O texto em negociação prevê ainda alterações para empresas que contratam microempreendedores individuais.
Pela proposta, médias e grandes empresas enquadradas nos regimes de lucro real ou lucro presumido passariam a recolher uma contribuição previdenciária de 11% sobre a contratação de MEIs, em vez dos atuais 5%.
A medida busca reduzir a chamada pejotização, prática em que trabalhadores são contratados como pessoa jurídica para diminuir encargos trabalhistas.
Mudanças atingem também o Simples Nacional
Como contrapartida, a proposta amplia o limite de faturamento do Simples Nacional, que passaria dos atuais R$ 4,8 milhões para R$ 8 milhões anuais.
As seis faixas de receita do regime também seriam reajustadas.

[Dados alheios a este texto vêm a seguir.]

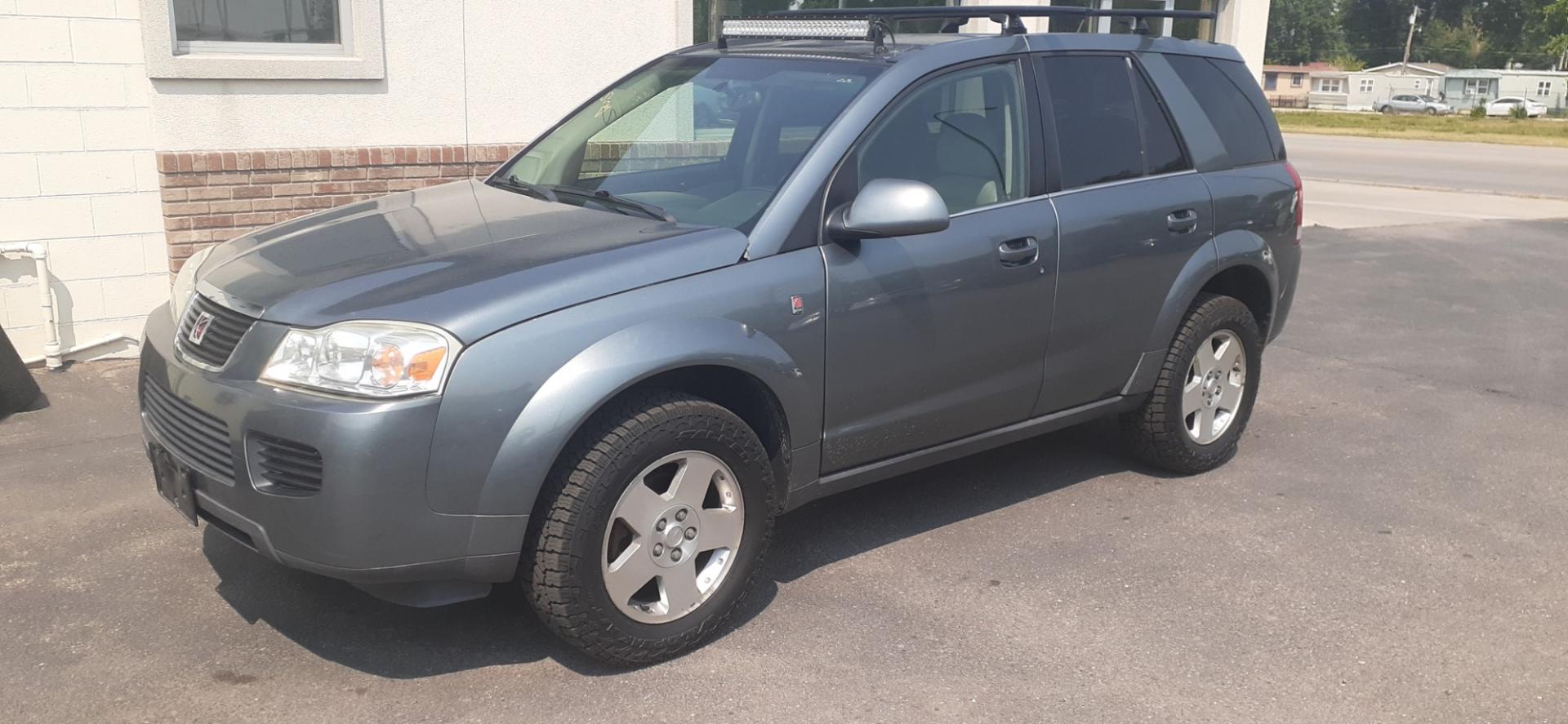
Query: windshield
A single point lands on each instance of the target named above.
(705, 140)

A primeira faixa, atualmente limitada a R$ 180 mil, passaria para R$ 300 mil. As alíquotas continuariam variando entre 4% e 19%.
O relator da proposta, deputado Jorge Goetten (Republicanos-SC), defende a discussão conjunta dos dois regimes para evitar que empresas migrem do Simples para o MEI em busca de menor tributação.
O projeto aprovado pelo Senado prevê elevar o teto de faturamento do MEI para R$ 130 mil anuais. A equipe econômica, porém, argumenta que o regime é deficitário, já que as contribuições arrecadadas não cobrem os benefícios pagos pela Previdência.
Estimativas oficiais apontam que a ampliação para R$ 130 mil geraria impacto entre R$ 1 bilhão e R$ 2 bilhões em 2027 e 2028. O governo também calcula um passivo atuarial de cerca de R$ 90 bilhões ao longo de 70 anos.
Nos bastidores, integrantes da Fazenda já admitem uma ampliação gradual do teto para R$ 100 mil em 2027 e R$ 120 mil em 2028, mas resistem a mudanças no Simples Nacional.
Durante audiência pública na Câmara na quarta-feira, o ministro da Fazenda, Dario Durigan, afirmou que o governo pretende elevar o limite de faturamento do MEI, mas destacou que o formato final será construído em conjunto com o Congresso.
O presidente da Câmara, Hugo Motta (Republicanos-PB), afirmou que pretende colocar a proposta em votação antes do recesso parlamentar, previsto para começar em 18 de julho.